Accurate Demand Forecasting for Retails with Deep Neural Networks
Contents
- Abstract
- Introduction
- Problem Formulation
- Framework
- Graph Attention Component
- Recurrent Component
- Variable-wise Temporal attention
- Autoregressive Component
- Final Prediction
0. Abstract
Previous Works
- prediction of each individual product item
- adopt MTS forecasting approach
\(\rightarrow\) none of them leveraged “structural information of product items”
- ex) product brand / multi-level categories
Proposal : DL-based prediction model to find…
- 1) **inherent inter-dependencies **
- 2) temporal characteristics
among product items!
1. Introduction
Univariate TS model
- ex) ARIMA, AR, MA, ARMA,…
- treat each product separately
Multivariate TS model
- take into account the “INTER-dependencies” among items
- ex) VAR
DL-based models
- ex) RNN, LSTM, GRU
- ex2) LSTNet
- 1) CNN + GRU for MTS forecasting
- 2) special recurrent-skip component
- to capture very long-term periodic patterns
- 3) assumption : all variables in MTS have same periodicity
Existing prediction methods ignore that product items have inherent structural information, e.g., the relations between product items and brands, and the relations among various product items (which may share the same multi-level categories).
Product tree
-
Internal nodes : product categories
-
Leaf nodes : product items
-
extend the product tree by incorporating product brands
\(\rightarrow\) construct a product graph structure
Product Graph structure
-
of 4 product items
-
without the product graph structure as prior…
-
case 1) treat all product items equally
-
case 2) have to implicitly infer the inherent relationship
( but at the cost of accuracy loss )
-
Structural Temporal Attention Network (STANet)
-
predict product demands in MTS forecasting
-
using the graph structure above
-
incorporates both…
- 1) the product graph structure ……… via GAT
- 2) temporal characteristics of product items …… via GRU + temporal attention
-
both 1) & 2) may “change over time”
\(\rightarrow\) use “attention mechanism” to deal with these
-
based on “GAT”, “GRU”, “Special temporal attention”
2. Problem Formulation
Data : transaction records
- 1) time stamp
- 2) item ID
- ( + 4 product categories & 1product brand )
- 3) amount of sold
\(\rightarrow\) total of 8 fields
Pre-processing
- 1) change into MTS
- 2) for a certain category/brand : SUM
\(\rightarrow\) result : MTS of volumes of product (1) items, (2) categories, (3) brands
Adjacency Matrix
- info : product graph structure
Notation
- \(N_{p}\) : # of product items
- \(N\) : # of product items + brands + categories
- \(X=\left\{\boldsymbol{x}_{1}, \boldsymbol{x}_{2}, \ldots, \boldsymbol{x}_{T}\right\}\).
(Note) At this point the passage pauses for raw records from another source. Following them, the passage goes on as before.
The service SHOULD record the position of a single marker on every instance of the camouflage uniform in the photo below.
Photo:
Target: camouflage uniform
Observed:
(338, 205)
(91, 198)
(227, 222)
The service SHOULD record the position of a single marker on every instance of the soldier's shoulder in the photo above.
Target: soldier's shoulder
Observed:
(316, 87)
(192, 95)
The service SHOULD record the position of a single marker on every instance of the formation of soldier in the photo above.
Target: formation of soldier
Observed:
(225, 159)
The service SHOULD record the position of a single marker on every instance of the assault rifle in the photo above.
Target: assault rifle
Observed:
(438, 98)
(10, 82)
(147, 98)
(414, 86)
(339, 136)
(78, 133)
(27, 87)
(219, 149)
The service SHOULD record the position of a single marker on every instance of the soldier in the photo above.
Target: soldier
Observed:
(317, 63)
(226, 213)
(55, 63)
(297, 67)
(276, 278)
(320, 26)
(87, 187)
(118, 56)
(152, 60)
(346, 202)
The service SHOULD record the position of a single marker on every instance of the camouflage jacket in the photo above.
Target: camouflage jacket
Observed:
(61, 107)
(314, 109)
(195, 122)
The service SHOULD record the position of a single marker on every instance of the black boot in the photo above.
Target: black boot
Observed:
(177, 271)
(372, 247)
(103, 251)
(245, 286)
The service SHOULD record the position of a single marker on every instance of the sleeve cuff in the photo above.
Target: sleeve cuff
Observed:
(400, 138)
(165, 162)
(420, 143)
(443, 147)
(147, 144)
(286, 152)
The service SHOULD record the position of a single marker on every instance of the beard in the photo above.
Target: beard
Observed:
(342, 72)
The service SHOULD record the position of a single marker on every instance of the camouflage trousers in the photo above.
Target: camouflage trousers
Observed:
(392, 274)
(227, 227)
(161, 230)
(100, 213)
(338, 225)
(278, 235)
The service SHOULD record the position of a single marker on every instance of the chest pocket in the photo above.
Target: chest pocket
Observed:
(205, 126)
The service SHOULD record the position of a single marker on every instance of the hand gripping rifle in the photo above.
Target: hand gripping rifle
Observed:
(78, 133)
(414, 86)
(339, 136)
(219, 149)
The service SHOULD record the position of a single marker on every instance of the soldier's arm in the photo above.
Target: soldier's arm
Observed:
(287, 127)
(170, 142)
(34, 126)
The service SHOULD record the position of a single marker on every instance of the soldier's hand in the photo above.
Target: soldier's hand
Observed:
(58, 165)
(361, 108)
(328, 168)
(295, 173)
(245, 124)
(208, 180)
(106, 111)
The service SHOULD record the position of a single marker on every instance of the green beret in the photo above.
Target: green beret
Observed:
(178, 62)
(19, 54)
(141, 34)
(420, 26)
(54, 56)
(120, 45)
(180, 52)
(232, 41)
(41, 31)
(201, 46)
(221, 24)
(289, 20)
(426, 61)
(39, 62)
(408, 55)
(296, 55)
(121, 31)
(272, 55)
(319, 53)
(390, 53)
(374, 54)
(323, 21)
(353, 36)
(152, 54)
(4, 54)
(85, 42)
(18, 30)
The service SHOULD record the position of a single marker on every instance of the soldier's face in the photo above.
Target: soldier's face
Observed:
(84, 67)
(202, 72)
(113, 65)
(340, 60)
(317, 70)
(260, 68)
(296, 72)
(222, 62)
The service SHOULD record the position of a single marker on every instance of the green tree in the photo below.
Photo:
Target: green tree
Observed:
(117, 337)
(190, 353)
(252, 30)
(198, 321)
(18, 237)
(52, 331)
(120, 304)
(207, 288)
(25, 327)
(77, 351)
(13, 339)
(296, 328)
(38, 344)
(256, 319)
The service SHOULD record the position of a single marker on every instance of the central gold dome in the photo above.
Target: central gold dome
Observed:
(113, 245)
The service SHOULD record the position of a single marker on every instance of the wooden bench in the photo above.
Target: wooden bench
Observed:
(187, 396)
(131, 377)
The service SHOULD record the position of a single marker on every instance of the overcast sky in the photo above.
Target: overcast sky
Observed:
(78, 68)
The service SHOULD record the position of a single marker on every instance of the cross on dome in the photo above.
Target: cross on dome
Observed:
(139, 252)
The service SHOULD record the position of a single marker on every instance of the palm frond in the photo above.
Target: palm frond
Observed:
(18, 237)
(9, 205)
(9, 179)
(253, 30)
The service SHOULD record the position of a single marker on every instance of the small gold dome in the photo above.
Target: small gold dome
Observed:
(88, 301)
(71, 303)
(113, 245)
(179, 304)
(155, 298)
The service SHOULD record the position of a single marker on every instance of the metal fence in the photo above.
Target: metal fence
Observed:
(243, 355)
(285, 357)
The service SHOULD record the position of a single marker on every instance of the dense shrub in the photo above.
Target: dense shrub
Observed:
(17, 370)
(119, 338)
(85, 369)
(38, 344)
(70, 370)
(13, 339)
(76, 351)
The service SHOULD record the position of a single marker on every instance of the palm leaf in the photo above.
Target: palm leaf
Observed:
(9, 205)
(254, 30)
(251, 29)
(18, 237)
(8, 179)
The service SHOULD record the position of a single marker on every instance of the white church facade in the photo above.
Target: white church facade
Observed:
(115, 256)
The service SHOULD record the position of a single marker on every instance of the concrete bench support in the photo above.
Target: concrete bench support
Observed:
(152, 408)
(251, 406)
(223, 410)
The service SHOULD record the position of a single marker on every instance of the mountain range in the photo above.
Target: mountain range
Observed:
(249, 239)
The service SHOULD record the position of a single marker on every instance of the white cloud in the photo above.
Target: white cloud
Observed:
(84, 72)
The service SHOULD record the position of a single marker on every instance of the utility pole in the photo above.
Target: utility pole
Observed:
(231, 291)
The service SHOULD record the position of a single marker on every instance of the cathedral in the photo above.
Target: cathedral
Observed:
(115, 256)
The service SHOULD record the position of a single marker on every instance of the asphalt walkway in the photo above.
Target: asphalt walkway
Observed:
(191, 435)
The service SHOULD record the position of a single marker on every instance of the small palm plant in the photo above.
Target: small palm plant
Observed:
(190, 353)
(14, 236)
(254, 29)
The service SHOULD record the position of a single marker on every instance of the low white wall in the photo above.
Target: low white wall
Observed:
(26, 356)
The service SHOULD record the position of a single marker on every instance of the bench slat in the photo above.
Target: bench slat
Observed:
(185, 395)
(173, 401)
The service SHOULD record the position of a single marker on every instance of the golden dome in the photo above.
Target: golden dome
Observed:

- where \(\boldsymbol{x}_{t} \in \mathbb{R}^{N \times 1}, t=1,2, \ldots, T\)
- \(M \in \mathbb{R}^{N \times N}\) : adjacency matrix
Goal :
-
Input : \(\left\{\boldsymbol{x}_{t}, \ldots, \boldsymbol{x}_{t+\tau-1}\right\}\)& (fixed) \(M\)
- Output : \(\boldsymbol{x}_{t+\tau-1+h}\)
- model : \(f_{M}: \mathbb{R}^{N \times \tau} \rightarrow \mathbb{R}^{N \times 1}\)
Testing stage
- only need to calculate evaluation metric for the \(N_{p}\)
3. Framework
(1) Graph Attention Component
key point :
-
capture the inter-dependencies between different variables
\(\rightarrow\) use GNN to capture it
-
dynamic : “inter-dependencies may change over time!”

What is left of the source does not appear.